What it means if the Fed hikes in September rather than December.

The most-interesting Fed headline yesterday wasn't even from a Fed President, but rather the head of research at the Atlanta Fed, David Altig. It's rare to see public comments from non-Presidents and suggests he might be in-line to take over from Lockhart.

In any case, he said a late-Summer liftoff is still most probably and a Summer hike is "not out of the question." It probably is out of the question but late-Summer (or September) is still in play.

The market sees just a 16% chance of a Sept hike and liftoff isn't fully priced in until Dec-March (depending on how you see the Fed moving up the range).
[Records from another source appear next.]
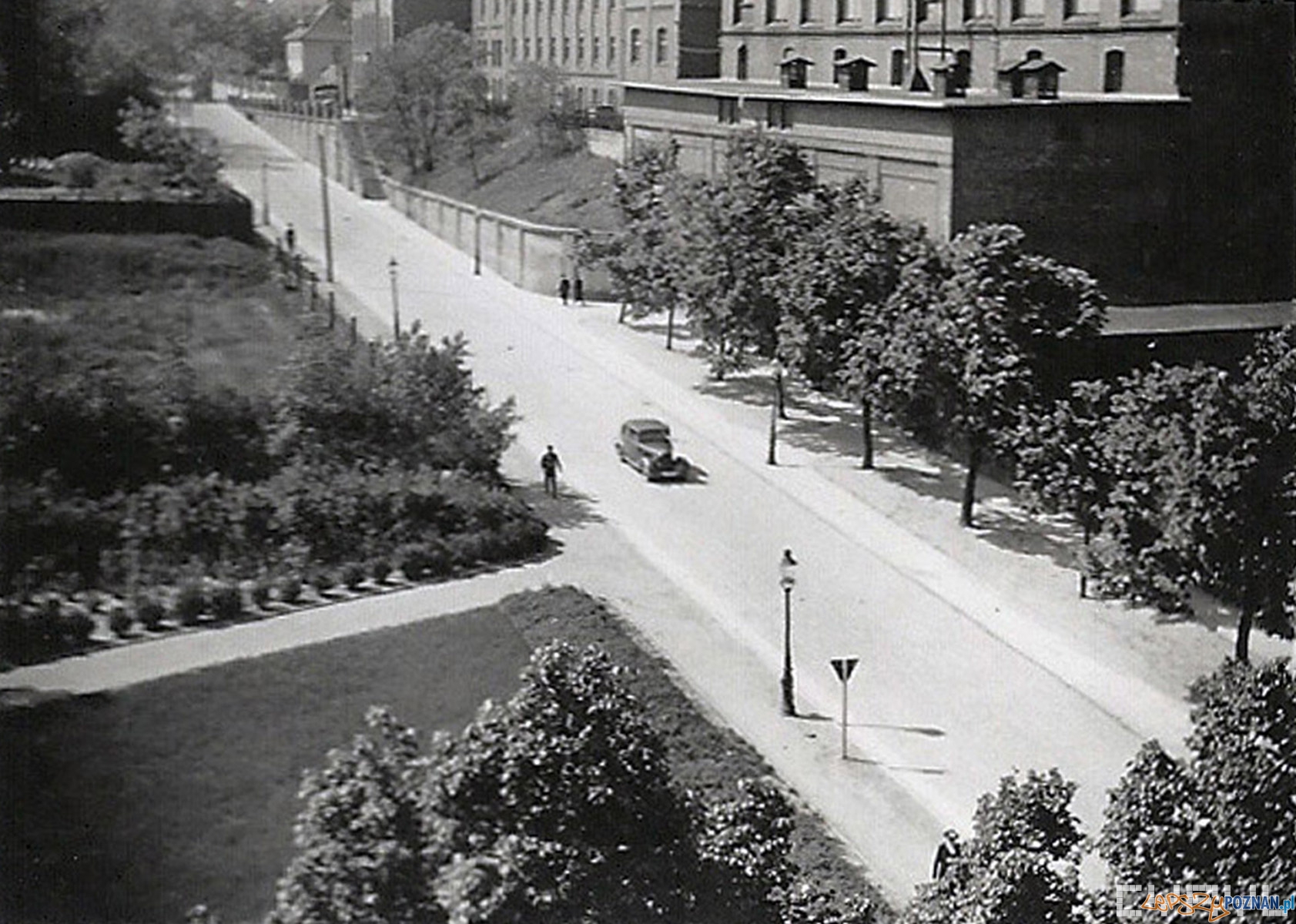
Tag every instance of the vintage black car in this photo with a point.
(645, 445)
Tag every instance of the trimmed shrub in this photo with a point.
(413, 561)
(189, 604)
(121, 621)
(290, 588)
(149, 611)
(353, 576)
(261, 588)
(380, 569)
(227, 601)
(77, 625)
(466, 548)
(323, 580)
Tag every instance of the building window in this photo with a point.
(1113, 72)
(897, 68)
(778, 116)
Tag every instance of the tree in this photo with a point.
(424, 91)
(834, 284)
(1022, 865)
(571, 765)
(1227, 814)
(1060, 466)
(732, 235)
(555, 806)
(417, 403)
(363, 852)
(976, 324)
(639, 256)
(1199, 495)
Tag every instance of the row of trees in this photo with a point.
(559, 806)
(53, 52)
(1224, 821)
(432, 104)
(1181, 477)
(555, 806)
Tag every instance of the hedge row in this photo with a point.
(51, 626)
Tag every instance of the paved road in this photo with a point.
(954, 688)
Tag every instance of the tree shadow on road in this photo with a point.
(571, 510)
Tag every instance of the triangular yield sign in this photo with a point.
(844, 668)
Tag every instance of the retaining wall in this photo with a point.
(533, 257)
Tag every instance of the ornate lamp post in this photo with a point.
(396, 298)
(787, 581)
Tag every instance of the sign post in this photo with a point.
(844, 668)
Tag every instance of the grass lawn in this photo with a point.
(134, 806)
(132, 300)
(571, 189)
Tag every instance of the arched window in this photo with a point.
(897, 68)
(1113, 72)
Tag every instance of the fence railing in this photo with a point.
(531, 256)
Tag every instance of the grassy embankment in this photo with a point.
(135, 805)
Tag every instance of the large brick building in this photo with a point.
(377, 24)
(599, 45)
(1150, 142)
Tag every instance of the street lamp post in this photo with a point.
(396, 298)
(772, 457)
(265, 193)
(787, 581)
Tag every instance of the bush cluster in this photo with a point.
(43, 629)
(126, 474)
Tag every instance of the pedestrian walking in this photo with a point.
(946, 853)
(551, 466)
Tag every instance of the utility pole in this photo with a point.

Some interesting research from Alan Ruskin at Deutsche Bank shows that bringing the Fed rate hike forward from being fully priced for January 2016 to fully priced for September 2015 would normally help the US dollar by at least 4% against the euro and pound.

If you have any doubt about the importance of central banks, also consider this from Rushkin:

"FX macro players are obsessed with the timing of the first Fed rate hike, as they should be! In the last two years, the difference in expectations on the timing of the first Fed and BOE rate hikes, explains a stunning 86% of the variation in GBP/USD.

Over the last 2 years the timing Fed's first rate hike explains half the variation in EUR/USD level, and the Fed and ECB timing combined explains 60% of the variation in EUR/USD."